Overcoming each of these challenges was critical to the project’s success and to the credit union’s broader digital transformation initiative.

Project Approach

The project began with a technical audit of the existing onboarding solution for a major credit union, revealing significant architectural and security compliance issues from the previous vendor. Given the urgency to pass a security audit for compliance certification, we prioritized addressing these vulnerabilities.

Faced with the choice of repairing the existing system, which would take months, or rewriting it from scratch in three months, we opted for the latter, a decision that proved effective.

To ensure a smooth transition, we adopted a phased approach to refactor the serverless architecture into a microservices framework hosted on Kubernetes, utilizing Docker for containerization. We employed the Strangler Fig pattern to migrate serverless functions to microservices without disrupting user experience.

Simultaneously, we reconstructed missing technical documentation through reverse engineering, aligning all requirements with client expectations. Our engineering team worked closely with analysts to identify and resolve gaps in business logic.

We integrated various third-party services for identity verification and compliance checks, including OAuth 2.0 for authentication, Plaid for financial data aggregation, and GBG for KYC processes.

The KYC process involved gathering data from multiple sources, including document verification with OC and Idology.com, and accessing information from Opencorporates and government APIs for sanctions lists, including OFAC. We also developed a feature to generate necessary PDF documents, such as Form 41 and Form 130, which applicants signed electronically via DocuSign, ensuring compliance with regulatory requirements.

Additionally, we implemented Adverse Media checks to provide insights into clients’ backgrounds, reducing false positives and enhancing the financial institution’s understanding of potential risks. We integrated USPS to verify the validity of applicants’ addresses, ensuring that P.O. Boxes were not used as shipment addresses.

Utilizing Microsoft Azure for cloud hosting, .NET for backend development, and React for the front end, we established a VPN tunnel to securely connect the client’s on-premise infrastructure with our cloud services.

We maintained two databases, transitioning from Oracle to MSSQL for flexibility.
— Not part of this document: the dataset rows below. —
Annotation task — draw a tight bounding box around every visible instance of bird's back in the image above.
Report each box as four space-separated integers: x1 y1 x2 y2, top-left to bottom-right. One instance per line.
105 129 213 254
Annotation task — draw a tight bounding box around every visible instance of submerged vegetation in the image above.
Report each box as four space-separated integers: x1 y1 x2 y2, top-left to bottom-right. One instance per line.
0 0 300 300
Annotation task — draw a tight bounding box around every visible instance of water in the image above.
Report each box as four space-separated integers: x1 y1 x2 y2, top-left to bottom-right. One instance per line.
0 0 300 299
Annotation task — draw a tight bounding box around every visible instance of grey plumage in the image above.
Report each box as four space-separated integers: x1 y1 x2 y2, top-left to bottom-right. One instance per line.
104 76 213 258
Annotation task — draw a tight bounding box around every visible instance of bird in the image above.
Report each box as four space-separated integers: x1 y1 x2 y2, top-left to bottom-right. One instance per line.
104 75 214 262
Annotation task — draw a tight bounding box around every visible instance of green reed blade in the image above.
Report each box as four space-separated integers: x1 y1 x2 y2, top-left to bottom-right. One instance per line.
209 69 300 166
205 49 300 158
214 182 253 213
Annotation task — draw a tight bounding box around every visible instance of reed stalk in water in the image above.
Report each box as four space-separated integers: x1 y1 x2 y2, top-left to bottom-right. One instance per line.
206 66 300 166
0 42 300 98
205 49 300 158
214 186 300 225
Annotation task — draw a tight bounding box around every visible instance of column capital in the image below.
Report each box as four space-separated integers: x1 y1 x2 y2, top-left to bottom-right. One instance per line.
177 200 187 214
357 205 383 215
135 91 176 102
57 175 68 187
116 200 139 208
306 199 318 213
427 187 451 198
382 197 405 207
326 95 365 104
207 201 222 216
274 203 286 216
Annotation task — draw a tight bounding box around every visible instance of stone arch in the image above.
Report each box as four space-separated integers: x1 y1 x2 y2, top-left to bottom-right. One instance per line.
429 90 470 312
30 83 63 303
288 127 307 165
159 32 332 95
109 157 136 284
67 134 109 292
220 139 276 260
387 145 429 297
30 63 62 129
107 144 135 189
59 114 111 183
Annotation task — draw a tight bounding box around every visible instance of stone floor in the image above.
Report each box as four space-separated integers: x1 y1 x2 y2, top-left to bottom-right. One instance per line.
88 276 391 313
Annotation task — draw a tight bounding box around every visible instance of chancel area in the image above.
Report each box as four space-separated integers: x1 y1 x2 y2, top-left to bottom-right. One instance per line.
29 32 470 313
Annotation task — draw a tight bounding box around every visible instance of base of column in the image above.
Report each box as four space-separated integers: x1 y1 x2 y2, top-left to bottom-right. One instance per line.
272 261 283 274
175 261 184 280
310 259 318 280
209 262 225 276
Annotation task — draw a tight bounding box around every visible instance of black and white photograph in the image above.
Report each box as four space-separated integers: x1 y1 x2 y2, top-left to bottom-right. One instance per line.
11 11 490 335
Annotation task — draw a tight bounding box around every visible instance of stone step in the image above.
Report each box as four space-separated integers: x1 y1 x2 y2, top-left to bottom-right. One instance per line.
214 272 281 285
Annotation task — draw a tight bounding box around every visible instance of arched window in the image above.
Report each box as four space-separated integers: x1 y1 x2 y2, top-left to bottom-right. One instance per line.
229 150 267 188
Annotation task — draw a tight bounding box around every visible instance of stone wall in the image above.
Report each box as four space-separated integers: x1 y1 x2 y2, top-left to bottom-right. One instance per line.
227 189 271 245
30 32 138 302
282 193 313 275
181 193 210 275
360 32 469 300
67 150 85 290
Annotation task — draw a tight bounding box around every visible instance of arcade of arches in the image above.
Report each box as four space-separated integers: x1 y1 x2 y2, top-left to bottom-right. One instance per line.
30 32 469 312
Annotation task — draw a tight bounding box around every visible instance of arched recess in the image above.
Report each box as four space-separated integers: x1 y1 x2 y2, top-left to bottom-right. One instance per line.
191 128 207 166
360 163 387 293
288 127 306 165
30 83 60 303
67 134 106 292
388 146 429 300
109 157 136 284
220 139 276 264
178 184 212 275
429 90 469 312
By the project’s conclusion, we delivered a robust, microservices-based onboarding platform that met security standards and provided a streamlined experience for both end-users and compliance officers.

Results & future plans

The new onboarding platform delivered major improvements in efficiency, compliance, and user experience.

90% Faster Onboarding:
SME account setup time dropped from days to minutes. Automated validations and seamless integrations enable instant progression from application to active account, vastly improving speed and convenience.

Full Compliance Achieved:
All security and regulatory audits were passed with zero findings. The platform now meets SOC 2 Type II and NCUA standards, resolving prior vulnerabilities and eliminating legal and compliance risks.

Improved User & Staff Experience:
Applicants enjoy a fast, intuitive process, driving higher completion rates. Internally, automation and dashboards help staff manage more accounts with fewer errors and less manual effort, boosting productivity.
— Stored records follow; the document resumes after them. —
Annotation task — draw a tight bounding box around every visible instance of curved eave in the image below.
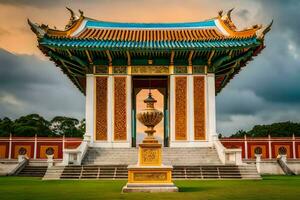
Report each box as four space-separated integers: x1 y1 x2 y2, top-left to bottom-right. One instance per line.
215 41 265 94
39 38 260 50
42 16 259 38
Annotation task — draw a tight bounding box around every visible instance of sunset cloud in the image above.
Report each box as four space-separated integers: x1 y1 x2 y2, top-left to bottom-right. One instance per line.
0 0 300 135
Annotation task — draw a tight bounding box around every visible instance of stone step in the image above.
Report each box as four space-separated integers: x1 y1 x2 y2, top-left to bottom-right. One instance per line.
83 147 221 165
18 165 47 177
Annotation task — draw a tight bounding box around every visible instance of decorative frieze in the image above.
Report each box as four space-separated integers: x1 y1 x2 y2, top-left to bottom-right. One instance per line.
113 66 127 74
131 66 169 74
175 76 187 140
194 76 205 140
174 65 188 74
114 77 127 140
95 76 107 140
95 65 108 74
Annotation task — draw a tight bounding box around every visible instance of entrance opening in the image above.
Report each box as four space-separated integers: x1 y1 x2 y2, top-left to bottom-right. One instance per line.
136 89 164 145
132 76 169 147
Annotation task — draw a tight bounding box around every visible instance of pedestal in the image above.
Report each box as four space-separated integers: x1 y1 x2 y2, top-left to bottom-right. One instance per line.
122 140 178 192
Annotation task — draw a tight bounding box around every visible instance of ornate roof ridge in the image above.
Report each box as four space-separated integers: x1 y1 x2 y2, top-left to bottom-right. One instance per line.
28 8 270 39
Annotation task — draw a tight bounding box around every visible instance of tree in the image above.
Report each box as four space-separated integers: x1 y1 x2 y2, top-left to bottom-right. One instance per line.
230 121 300 137
51 116 84 137
12 114 53 136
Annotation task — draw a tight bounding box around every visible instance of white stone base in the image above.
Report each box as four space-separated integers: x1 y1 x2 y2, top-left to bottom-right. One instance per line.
170 141 213 148
90 142 131 148
122 183 178 193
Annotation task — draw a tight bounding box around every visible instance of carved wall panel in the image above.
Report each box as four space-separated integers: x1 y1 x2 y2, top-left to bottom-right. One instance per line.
175 77 187 140
95 77 107 140
114 77 127 140
194 76 205 140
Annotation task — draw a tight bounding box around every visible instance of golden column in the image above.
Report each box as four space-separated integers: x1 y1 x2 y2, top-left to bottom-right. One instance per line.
122 92 178 192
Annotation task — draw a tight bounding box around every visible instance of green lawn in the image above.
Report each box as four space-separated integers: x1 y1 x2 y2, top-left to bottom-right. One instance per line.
0 176 300 200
Stronger KYC & Risk Management:
Advanced KYC tools enhance fraud detection accuracy, reducing false positives and enabling faster, more confident decision-making. Compliance is continuously enforced in the background.

Future Outlook:
With a solid foundation in place, the credit union plans to expand the platform’s offerings (e.g., credit cards, lending) and integrate with tools like accounting software. UI refinements and advanced analytics are also in development to optimize the user journey and extract insights for growth strategies.

Summary:
What began as a flawed MVP is now a core digital asset — scalable, compliant, and ready to support the credit union’s long-term vision for SME services and innovation in digital banking.